Preservation of mitochondrial structure and function after Bid- or Bax-mediated cytochrome c release
Web of Science
Authorvon Ahsen, O; Renken, C; Perkins, G; Kluck, RM; Bossy-Wetzel, E; Newmeyer, DD
Source TitleThe Journal of Cell Biology
PublisherROCKEFELLER UNIV PRESS
University of Melbourne Author/sKluck, Ruth
AffiliationMedical Biology (W.E.H.I.)
Document TypeJournal Article
Citationsvon Ahsen, O., Renken, C., Perkins, G., Kluck, R. M., Bossy-Wetzel, E. & Newmeyer, D. D. (2000). Preservation of mitochondrial structure and function after Bid- or Bax-mediated cytochrome c release.
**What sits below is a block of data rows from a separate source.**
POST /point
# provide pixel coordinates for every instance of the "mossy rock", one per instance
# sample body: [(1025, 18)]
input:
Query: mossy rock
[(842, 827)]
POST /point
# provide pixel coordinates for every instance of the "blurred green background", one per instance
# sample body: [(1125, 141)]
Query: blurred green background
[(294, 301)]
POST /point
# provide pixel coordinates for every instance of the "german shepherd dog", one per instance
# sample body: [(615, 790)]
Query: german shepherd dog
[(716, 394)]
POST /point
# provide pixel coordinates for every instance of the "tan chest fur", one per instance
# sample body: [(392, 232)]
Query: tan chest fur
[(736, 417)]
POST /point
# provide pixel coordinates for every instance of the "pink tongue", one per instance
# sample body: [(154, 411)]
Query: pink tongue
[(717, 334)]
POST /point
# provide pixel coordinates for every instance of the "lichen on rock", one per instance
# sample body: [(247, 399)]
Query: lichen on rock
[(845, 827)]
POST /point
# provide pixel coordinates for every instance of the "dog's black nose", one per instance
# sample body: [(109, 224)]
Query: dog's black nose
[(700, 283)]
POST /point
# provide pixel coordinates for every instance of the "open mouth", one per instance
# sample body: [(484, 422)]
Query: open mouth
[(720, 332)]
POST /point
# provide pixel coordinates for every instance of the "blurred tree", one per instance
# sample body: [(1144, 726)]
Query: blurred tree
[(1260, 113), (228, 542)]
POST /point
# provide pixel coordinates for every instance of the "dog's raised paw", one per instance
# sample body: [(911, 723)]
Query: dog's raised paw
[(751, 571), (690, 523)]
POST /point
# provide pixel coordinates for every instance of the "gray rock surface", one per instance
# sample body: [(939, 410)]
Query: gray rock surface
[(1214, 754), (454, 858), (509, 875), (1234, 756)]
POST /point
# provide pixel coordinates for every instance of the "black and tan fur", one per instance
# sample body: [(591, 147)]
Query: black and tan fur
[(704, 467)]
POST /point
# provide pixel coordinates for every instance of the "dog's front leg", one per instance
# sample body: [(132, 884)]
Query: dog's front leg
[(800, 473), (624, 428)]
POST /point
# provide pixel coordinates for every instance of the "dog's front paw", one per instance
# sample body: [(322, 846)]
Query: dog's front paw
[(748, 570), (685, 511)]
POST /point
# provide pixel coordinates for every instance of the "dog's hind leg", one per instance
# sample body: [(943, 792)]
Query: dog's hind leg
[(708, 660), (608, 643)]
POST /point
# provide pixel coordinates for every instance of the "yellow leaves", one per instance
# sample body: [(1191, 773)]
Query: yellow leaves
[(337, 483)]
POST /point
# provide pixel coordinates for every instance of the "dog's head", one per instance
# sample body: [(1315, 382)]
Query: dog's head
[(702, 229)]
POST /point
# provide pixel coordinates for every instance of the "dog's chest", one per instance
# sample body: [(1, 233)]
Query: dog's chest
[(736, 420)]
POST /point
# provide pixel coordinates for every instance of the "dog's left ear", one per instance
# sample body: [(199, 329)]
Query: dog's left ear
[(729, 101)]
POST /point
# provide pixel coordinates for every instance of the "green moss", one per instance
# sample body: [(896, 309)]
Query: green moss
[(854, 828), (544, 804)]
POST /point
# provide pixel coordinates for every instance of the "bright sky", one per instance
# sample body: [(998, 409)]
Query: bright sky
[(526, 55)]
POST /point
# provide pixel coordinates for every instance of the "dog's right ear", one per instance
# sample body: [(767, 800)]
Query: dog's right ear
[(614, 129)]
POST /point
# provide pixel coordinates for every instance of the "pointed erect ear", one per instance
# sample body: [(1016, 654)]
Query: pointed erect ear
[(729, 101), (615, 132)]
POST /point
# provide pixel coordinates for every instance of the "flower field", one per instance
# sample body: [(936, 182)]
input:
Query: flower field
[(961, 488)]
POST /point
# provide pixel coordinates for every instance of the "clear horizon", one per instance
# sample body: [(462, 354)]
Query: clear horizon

JOURNAL OF CELL BIOLOGY, 150 (5), pp.1027-1036. https://doi.org/10.1083/jcb.150.5.1027.
Access StatusOpen Access
Proapoptotic members of the Bcl-2 protein family, including Bid and Bax, can activate apoptosis by directly interacting with mitochondria to cause cytochrome c translocation from the intermembrane space into the cytoplasm, thereby triggering Apaf-1-mediated caspase activation. Under some circumstances, when caspase activation is blocked, cells can recover from cytochrome c translocation; this suggests that apoptotic mitochondria may not always suffer catastrophic damage arising from the process of cytochrome c release. We now show that recombinant Bid and Bax cause complete cytochrome c loss from isolated mitochondria in vitro, but preserve the ultrastructure and protein import function of mitochondria, which depend on inner membrane polarization. We also demonstrate that, if caspases are inhibited, mitochondrial protein import function is retained in UV-irradiated or staurosporine-treated cells, despite the complete translocation of cytochrome c. Thus, Bid and Bax act only on the outer membrane, and lesions in the inner membrane occurring during apoptosis are shown to be secondary caspase-dependent events.